The complete sequential RAJA::kernel
variant is:
using KERNEL_EXEC_POL =
RAJA::KernelPolicy<
RAJA::statement::For<1, RAJA::seq_exec,
RAJA::statement::For<0, RAJA::seq_exec,
RAJA::statement::Lambda<0>
>
>
>;
RAJA::kernel<KERNEL_EXEC_POL>( RAJA::make_tuple(col_Range, row_Range),
[=](int col, int row) {
Atview(col, row) = Aview(row, col);
});
A CUDA RAJA::kernel
variant for the GPU is similar with different policies
in the RAJA::statement::For
statements:
using KERNEL_EXEC_POL_CUDA =
RAJA::KernelPolicy<
RAJA::statement::CudaKernel<
RAJA::statement::For<1, RAJA::cuda_thread_x_loop,
RAJA::statement::For<0, RAJA::cuda_thread_y_loop,
RAJA::statement::Lambda<0>
>
>
>
>;
RAJA::kernel<KERNEL_EXEC_POL_CUDA>( RAJA::make_tuple(col_Range, row_Range),
[=] RAJA_DEVICE (int col, int row) {
Atview(col, row) = Aview(row, col);
});
A notable difference between the CPU and GPU execution policy is the insertion
of the RAJA::statement::CudaKernel
type in the GPU version, which indicates
that the execution will launch a CUDA device kernel.
In the CUDA RAJA::kernel
variant above, the thread-block size and
and number of blocks to launch is determined by the implementation of the
RAJA::kernel
execution policy constructs using the sizes of the
RAJA::TypedRangeSegment
objects in the iteration space tuple.
RAJA::launch
Implementation¶
For RAJA::launch
variants, we use RAJA::loop
methods
to write a loop hierarchy within the kernel execution space. For a sequential
implementation, we pass the RAJA::seq_launch_t
template parameter
to the launch method and pass the RAJA::loop_exec
parameter to the loop
methods. The complete sequential RAJA::launch
variant is:
using loop_policy_seq = RAJA::LoopPolicy<RAJA::seq_exec>;
using launch_policy_seq = RAJA::LaunchPolicy<RAJA::seq_launch_t>;
RAJA::launch<launch_policy_seq>(
RAJA::LaunchParams(), //LaunchParams may be empty when running on the host
[=] RAJA_HOST_DEVICE (RAJA::LaunchContext ctx) {
RAJA::loop<loop_policy_seq>(ctx, row_Range, [&] (int row) {
RAJA::loop<loop_policy_seq>(ctx, col_Range, [&] (int col) {
Atview(col, row) = Aview(row, col);
});
});
});
A CUDA RAJA::launch
variant for the GPU is similar with CUDA
policies in the RAJA::loop
methods.

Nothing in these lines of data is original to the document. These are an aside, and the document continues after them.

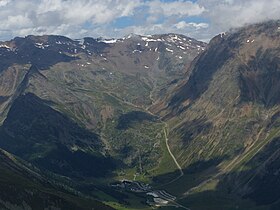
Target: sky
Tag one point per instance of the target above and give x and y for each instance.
(200, 19)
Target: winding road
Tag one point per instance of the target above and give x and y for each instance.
(171, 154)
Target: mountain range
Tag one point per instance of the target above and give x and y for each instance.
(199, 121)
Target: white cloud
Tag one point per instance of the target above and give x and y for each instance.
(99, 17)
(179, 8)
(196, 26)
(236, 13)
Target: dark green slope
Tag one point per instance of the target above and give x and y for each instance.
(22, 187)
(45, 137)
(224, 122)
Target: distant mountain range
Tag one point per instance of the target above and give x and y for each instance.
(197, 120)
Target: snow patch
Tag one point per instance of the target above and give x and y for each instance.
(169, 50)
(109, 41)
(4, 46)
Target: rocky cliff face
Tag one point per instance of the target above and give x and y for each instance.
(226, 113)
(77, 108)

The complete
RAJA::launch
variant is:
using cuda_thread_x = RAJA::LoopPolicy<RAJA::cuda_thread_x_loop>;
using cuda_thread_y = RAJA::LoopPolicy<RAJA::cuda_thread_y_loop>;
const bool async = false; //execute asynchronously
using launch_policy_cuda = RAJA::LaunchPolicy<RAJA::cuda_launch_t<async>>;
RAJA::launch<launch_policy_cuda>
(RAJA::LaunchParams(RAJA::Teams(1), RAJA::Threads(16,16)),
[=] RAJA_HOST_DEVICE (RAJA::LaunchContext ctx) {
RAJA::loop<cuda_thread_y>(ctx, row_Range, [&] (int row) {
RAJA::loop<cuda_thread_x>(ctx, col_Range, [&] (int col) {
Atview(col, row) = Aview(row, col);
});
});
});
A notable difference between the CPU and GPU RAJA::launch
implementations is the definition of the compute grid. For the CPU
version, the argument list is empty for the RAJA::LaunchParams
constructor.
For the CUDA GPU implementation, we define a ‘Team’ of one two-dimensional
thread-block with 16 x 16 = 256 threads.